A Twin Cities company thinks giving doctors a clear view of their patients' coronary arteries could yield as much as $1 billion in sales of a newly-approved medical device.
One doctor who has used St. Jude Medical's Ilummien Optis technology tells MPR it produces imaging that is "truly mind-blowing" and superior to anything available through current methods. Dr. Sandeep Nathan of the University of Chicago Medical Center says he could see clumps of cells beginning to form blood clots in a coronary artery.
MPR reports the technology was developed by a Massachusetts company that St. Jude Medical bought in 2010 for $90 million. Now that it's been approved by the Food and Drug Administration, St. Jude thinks $1 billion worth of sales are possible, MPR says. But analysts tell the network that St. Jude will first need to produce studies demonstrating both a medical benefit and a cost benefit of the new product.

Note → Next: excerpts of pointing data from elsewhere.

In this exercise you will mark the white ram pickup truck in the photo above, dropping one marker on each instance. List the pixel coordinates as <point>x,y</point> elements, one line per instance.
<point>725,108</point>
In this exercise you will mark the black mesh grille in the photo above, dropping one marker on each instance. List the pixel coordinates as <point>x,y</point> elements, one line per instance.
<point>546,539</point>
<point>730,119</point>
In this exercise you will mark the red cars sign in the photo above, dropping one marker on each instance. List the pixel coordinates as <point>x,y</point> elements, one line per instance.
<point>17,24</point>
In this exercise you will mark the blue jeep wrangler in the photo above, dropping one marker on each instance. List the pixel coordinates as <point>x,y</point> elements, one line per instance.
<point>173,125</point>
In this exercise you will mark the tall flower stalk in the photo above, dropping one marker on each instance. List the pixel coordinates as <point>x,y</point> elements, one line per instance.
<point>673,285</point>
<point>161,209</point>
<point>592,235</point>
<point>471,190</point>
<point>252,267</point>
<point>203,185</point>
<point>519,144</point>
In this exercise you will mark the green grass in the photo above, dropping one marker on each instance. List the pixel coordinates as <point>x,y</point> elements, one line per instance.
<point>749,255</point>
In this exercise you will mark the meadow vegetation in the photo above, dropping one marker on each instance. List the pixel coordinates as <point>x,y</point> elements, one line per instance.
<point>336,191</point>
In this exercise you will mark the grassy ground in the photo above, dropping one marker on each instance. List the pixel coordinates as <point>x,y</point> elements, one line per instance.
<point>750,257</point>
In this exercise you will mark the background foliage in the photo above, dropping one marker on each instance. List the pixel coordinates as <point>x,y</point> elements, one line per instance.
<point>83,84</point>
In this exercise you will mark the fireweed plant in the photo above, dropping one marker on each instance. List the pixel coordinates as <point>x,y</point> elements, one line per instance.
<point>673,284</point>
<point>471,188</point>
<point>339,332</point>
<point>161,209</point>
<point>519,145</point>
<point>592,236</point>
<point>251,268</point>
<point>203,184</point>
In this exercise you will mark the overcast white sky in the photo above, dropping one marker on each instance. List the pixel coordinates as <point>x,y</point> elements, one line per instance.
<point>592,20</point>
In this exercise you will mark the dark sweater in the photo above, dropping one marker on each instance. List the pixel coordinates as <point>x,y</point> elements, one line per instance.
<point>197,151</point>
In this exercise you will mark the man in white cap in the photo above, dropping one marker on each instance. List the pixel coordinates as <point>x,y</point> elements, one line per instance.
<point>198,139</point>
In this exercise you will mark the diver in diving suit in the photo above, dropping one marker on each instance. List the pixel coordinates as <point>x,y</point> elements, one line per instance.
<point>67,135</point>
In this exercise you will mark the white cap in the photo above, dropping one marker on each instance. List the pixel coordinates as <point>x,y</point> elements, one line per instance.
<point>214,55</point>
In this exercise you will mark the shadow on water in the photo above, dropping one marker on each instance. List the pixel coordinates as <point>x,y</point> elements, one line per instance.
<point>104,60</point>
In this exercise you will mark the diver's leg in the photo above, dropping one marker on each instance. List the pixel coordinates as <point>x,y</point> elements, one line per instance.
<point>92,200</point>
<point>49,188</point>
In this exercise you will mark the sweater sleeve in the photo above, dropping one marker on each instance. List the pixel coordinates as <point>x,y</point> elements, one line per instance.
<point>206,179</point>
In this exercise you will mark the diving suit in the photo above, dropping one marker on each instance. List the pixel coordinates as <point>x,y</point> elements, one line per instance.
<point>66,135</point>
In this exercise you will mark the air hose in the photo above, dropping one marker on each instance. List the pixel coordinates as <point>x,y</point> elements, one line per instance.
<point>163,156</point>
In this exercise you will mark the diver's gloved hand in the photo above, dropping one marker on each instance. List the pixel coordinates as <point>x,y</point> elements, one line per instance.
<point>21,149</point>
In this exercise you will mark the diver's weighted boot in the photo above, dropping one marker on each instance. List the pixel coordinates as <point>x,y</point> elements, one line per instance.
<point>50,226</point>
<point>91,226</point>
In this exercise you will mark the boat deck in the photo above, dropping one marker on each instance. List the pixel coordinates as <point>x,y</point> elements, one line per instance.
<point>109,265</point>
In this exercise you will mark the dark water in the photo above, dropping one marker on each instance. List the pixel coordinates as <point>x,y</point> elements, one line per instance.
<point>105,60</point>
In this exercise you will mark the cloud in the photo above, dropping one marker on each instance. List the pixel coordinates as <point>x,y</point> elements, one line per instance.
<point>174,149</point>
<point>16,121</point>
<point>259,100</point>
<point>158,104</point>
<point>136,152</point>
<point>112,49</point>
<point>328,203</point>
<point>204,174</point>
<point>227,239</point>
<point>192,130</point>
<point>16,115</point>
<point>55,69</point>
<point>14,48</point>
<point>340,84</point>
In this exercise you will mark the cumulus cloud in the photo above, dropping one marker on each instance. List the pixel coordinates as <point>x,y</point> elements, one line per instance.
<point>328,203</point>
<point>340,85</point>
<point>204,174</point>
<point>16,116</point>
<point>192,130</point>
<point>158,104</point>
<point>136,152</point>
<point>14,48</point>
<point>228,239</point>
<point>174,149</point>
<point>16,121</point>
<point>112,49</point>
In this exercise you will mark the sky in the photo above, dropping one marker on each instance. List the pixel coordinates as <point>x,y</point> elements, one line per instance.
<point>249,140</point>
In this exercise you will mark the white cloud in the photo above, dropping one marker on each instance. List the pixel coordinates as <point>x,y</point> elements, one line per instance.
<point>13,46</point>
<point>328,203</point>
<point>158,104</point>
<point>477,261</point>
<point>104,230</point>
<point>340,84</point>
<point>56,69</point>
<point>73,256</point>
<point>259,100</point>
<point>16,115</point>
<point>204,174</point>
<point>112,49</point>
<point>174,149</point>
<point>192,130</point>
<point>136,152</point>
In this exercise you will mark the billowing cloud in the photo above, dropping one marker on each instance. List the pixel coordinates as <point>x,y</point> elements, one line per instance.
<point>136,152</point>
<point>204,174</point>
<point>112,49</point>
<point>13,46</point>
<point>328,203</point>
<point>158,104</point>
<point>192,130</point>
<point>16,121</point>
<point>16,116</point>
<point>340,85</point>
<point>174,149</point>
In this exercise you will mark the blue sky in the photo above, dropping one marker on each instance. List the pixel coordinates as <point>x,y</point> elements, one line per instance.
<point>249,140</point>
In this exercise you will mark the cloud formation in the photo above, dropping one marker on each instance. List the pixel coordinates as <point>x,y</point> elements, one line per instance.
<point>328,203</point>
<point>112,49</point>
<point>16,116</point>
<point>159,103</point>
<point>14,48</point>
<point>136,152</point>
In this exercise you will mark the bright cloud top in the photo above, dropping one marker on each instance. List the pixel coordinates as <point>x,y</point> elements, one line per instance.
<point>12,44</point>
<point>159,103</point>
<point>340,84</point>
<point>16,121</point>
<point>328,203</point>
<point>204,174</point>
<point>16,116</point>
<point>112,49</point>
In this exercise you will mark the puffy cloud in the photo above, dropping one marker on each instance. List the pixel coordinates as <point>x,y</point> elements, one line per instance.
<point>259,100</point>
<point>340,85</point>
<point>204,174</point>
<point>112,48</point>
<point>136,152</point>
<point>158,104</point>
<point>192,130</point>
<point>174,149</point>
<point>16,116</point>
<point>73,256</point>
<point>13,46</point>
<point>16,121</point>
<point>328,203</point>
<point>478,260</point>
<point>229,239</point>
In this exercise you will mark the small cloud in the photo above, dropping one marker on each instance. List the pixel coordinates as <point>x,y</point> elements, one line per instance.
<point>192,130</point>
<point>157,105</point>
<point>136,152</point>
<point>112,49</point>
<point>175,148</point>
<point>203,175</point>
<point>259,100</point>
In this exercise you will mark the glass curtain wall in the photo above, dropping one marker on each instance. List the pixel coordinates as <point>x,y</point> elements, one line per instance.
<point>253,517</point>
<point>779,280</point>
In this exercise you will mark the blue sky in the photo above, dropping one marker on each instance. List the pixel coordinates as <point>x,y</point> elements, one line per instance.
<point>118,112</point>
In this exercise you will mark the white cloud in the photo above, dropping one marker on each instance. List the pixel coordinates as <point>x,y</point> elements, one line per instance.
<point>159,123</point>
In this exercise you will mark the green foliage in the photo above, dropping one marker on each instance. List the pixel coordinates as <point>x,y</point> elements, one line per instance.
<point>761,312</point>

St. Jude appears to be working on that. In reporting on the FDA approval, Med City News noted that St. Jude referenced a study showing hospital readmissions were 86 percent lower when its new technology was used.
The website medGadget.com reports Ilummien Optis was approved by European regulators in May. It says the device combines two types of technology. One measures blood flow and blockage in arteries; the other uses a laser to create a 3D image of the blood vessel.
Clinical trials of Ilummien Optis are still underway, but St. Jude Medical said in its announcement of FDA approval that there are 1,200 studies supporting the two technologies on which it's based.